The picture rips right along: from a rocket failure in the opening sequence to a liftoff in less than a year (an illegal liftoff, because the authorities are racing to stop the voyage because of their piddling concerns about a possible atomic accident). The film has an explicitly anti-government agenda: the scientists and businessmen backing the moon voyage are agreed that government can’t be trusted to handle such a large project, so the barons of free enterprise will have their way. Luckily, the atomic-reaction gizmo doesn’t blow up, although to be fair to our scofflaw heroes, they did have the local population move ten miles away from the blast site as a precaution.

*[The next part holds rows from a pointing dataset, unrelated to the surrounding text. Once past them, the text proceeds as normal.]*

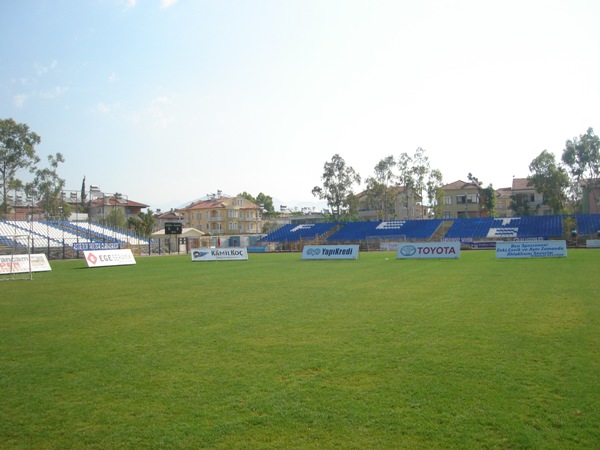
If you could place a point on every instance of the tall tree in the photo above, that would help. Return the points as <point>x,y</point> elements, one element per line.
<point>550,180</point>
<point>47,187</point>
<point>143,223</point>
<point>435,193</point>
<point>378,186</point>
<point>582,158</point>
<point>338,179</point>
<point>83,194</point>
<point>418,179</point>
<point>17,152</point>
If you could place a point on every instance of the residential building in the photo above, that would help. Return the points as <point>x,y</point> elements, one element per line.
<point>503,202</point>
<point>526,201</point>
<point>171,216</point>
<point>462,200</point>
<point>223,216</point>
<point>590,190</point>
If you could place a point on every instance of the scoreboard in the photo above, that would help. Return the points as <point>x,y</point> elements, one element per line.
<point>173,228</point>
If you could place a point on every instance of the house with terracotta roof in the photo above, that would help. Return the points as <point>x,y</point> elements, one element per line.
<point>462,200</point>
<point>526,201</point>
<point>504,202</point>
<point>221,215</point>
<point>590,190</point>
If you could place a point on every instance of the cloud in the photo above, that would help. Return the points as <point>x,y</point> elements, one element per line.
<point>56,92</point>
<point>19,100</point>
<point>167,3</point>
<point>103,108</point>
<point>42,69</point>
<point>157,114</point>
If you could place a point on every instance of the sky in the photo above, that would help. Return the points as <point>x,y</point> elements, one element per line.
<point>167,101</point>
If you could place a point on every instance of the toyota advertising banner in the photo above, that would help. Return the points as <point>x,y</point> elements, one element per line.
<point>220,254</point>
<point>429,250</point>
<point>330,252</point>
<point>531,249</point>
<point>104,258</point>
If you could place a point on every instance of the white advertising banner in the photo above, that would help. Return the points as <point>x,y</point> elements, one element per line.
<point>592,243</point>
<point>531,249</point>
<point>429,250</point>
<point>104,258</point>
<point>20,263</point>
<point>220,254</point>
<point>330,252</point>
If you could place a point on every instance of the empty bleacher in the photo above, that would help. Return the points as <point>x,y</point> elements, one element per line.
<point>469,229</point>
<point>462,229</point>
<point>295,233</point>
<point>409,229</point>
<point>56,234</point>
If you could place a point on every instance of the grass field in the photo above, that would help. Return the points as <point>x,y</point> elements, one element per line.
<point>276,352</point>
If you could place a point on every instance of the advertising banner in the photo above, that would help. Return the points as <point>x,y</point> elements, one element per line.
<point>104,258</point>
<point>429,250</point>
<point>20,263</point>
<point>330,252</point>
<point>220,254</point>
<point>592,243</point>
<point>80,246</point>
<point>531,249</point>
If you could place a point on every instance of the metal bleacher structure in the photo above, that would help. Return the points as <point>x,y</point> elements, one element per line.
<point>50,236</point>
<point>463,229</point>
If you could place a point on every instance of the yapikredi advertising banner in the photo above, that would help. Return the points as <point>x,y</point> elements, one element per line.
<point>330,252</point>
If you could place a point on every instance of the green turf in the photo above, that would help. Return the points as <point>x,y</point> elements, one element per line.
<point>275,352</point>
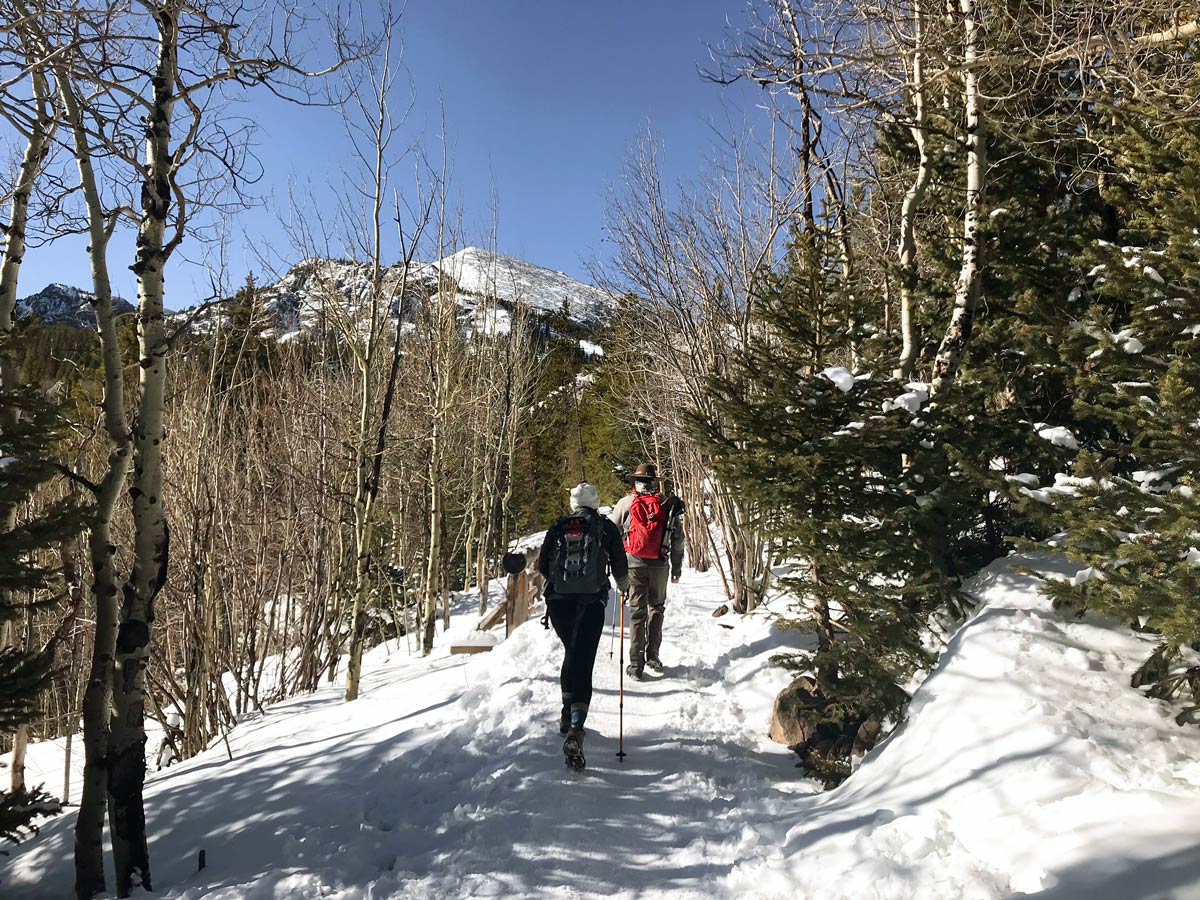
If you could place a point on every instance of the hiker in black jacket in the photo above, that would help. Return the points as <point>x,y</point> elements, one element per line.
<point>580,551</point>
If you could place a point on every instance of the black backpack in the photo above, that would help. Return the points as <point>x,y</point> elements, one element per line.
<point>579,563</point>
<point>675,509</point>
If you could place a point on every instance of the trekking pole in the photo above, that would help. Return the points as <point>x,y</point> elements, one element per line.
<point>612,643</point>
<point>621,702</point>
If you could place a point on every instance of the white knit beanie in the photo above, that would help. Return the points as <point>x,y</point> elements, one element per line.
<point>585,495</point>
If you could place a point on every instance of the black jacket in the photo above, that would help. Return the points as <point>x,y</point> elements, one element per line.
<point>613,546</point>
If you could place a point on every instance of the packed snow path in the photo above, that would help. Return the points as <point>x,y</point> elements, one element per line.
<point>445,779</point>
<point>1027,768</point>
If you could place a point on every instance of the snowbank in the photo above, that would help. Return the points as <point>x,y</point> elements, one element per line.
<point>1027,768</point>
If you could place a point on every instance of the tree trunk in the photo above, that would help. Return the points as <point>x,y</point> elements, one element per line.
<point>966,292</point>
<point>912,199</point>
<point>126,762</point>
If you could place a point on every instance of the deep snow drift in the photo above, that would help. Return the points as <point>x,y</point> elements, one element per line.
<point>1029,767</point>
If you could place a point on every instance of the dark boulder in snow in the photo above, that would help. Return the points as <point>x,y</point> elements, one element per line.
<point>797,712</point>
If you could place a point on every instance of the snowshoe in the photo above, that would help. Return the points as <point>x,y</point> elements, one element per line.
<point>573,749</point>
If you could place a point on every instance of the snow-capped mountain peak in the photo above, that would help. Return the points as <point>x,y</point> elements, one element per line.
<point>64,305</point>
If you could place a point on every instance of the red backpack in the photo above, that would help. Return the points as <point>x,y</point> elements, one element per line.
<point>647,527</point>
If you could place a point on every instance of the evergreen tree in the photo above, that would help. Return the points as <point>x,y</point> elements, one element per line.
<point>1134,517</point>
<point>27,439</point>
<point>847,478</point>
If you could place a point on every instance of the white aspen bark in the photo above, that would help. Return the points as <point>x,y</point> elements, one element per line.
<point>19,747</point>
<point>912,199</point>
<point>99,691</point>
<point>126,762</point>
<point>966,292</point>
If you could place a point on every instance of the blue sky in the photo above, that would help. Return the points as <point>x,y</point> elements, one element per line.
<point>543,101</point>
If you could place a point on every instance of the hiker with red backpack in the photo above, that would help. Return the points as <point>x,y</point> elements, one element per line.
<point>652,528</point>
<point>576,557</point>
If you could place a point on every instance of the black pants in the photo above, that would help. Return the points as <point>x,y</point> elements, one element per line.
<point>579,623</point>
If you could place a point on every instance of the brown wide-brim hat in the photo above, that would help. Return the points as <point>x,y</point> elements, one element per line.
<point>645,471</point>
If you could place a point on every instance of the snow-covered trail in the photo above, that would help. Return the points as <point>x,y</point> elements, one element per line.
<point>445,779</point>
<point>1027,767</point>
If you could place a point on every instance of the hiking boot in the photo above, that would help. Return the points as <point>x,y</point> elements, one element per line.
<point>573,749</point>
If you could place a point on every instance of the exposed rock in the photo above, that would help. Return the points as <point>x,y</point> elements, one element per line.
<point>793,719</point>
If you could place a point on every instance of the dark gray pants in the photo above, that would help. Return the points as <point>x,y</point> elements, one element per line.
<point>647,597</point>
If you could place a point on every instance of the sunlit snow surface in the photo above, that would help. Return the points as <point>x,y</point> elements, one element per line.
<point>1029,767</point>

Destination Moon was inspired by a Robert A. Heinlein story, and Heinlein worked on the adaptation, along with a couple of other credited writers. (IMDb gives such a poignant, unadorned account of stray Hollywood careers, as clicking on the pages for this film’s other writers will attest. What was life like for Alford “Rip” Von Ronkel, who weathered his nickname enough for eleven official career credits, including a “Wagon Train” episode and a Zero Mostel movie, Once Upon a Scoundrel, made nine years after Von Ronkel’s 1965 death? Or James O’Hanlon, who wrote Ziegfeld Follies, a Spanish movie about Christ, and the should-be-cult surf movie For Those Who Think Young?) George Pal produced the film, and its success led him to create other science fiction triumphs, including The War of the Worlds and The Time Machine. Director was Irving Pichel, who probably did have an interesting life, between being an offbeat actor and director. Pal and Pichel have a number of ingenious scenes that are basically solutions to problems, such as weightlessness and lift-off.
Speaking of lift-off, there’s a long countdown (all the way from “thirty”) for the Earth departure. But they use the term “countoff” rather than countdown, one of the rare things this movie doesn’t accurately predict. (The countdown itself, by general consensus, was invented by another movie, Fritz Lang’s Woman on the Moon.) The countoff is delivered by Dick Wesson, the comic actor who performs the tiresome “Hey, I’m just a guy from Brooklyn” role; the other astronauts are a scientist (Warner Anderson, who would be in the TV show and movie The Lineup), the CEO of a Boeing-like aeronautics company (John Archer) and a general (Tom Powers, who played Barbara Stanwyck’s jerk of a husband in Double Indemnity).
Almost no women in the film, except for the scientist’s wife. There is a Woody Woodpecker cartoon, which is shown to the project’s investors as a way to explain how rockets work. In a way, this sequence is prescient too, for how it demonstrates the way corporations will produce elaborate film-related pieces meant to illustrate or sell an idea in a boardroom. It is lucid in its description of rocket power, although it has Woody Woodpecker, thus raising the question, is there anyone anywhere who ever actually liked Woody Woodpecker? Why was this awful character ever popular?
Destination Moon has sequences that not only seem to have influenced Stanley Kubrick and Arthur C. Clarke when they went about preparing 2001: A Space Odyssey, but that appear to have been taken as raw material on which to play variations: the color-coded suits, and also an entire spacewalk sequence in which one astronaut gets separated from the ship and begins drifting away. (But then this movie probably influenced every spaceship picture that followed, as it was almost the first one out of the gate in the sci-fi renewal of the 1950s.) 2001‘s immortal Dr. Heywood Floyd (William Sylvester), he of the mysterious blandness and dubiously morale-beefing-up speeches, even resembles John Archer’s CEO, physically and otherwise.
NASA had the last laugh, pulling off the actual moon landing only 19 years after this film scoffed at government’s capacity for such a thing. Credit the movie with providing the blueprint, but overvaluing free enterprise.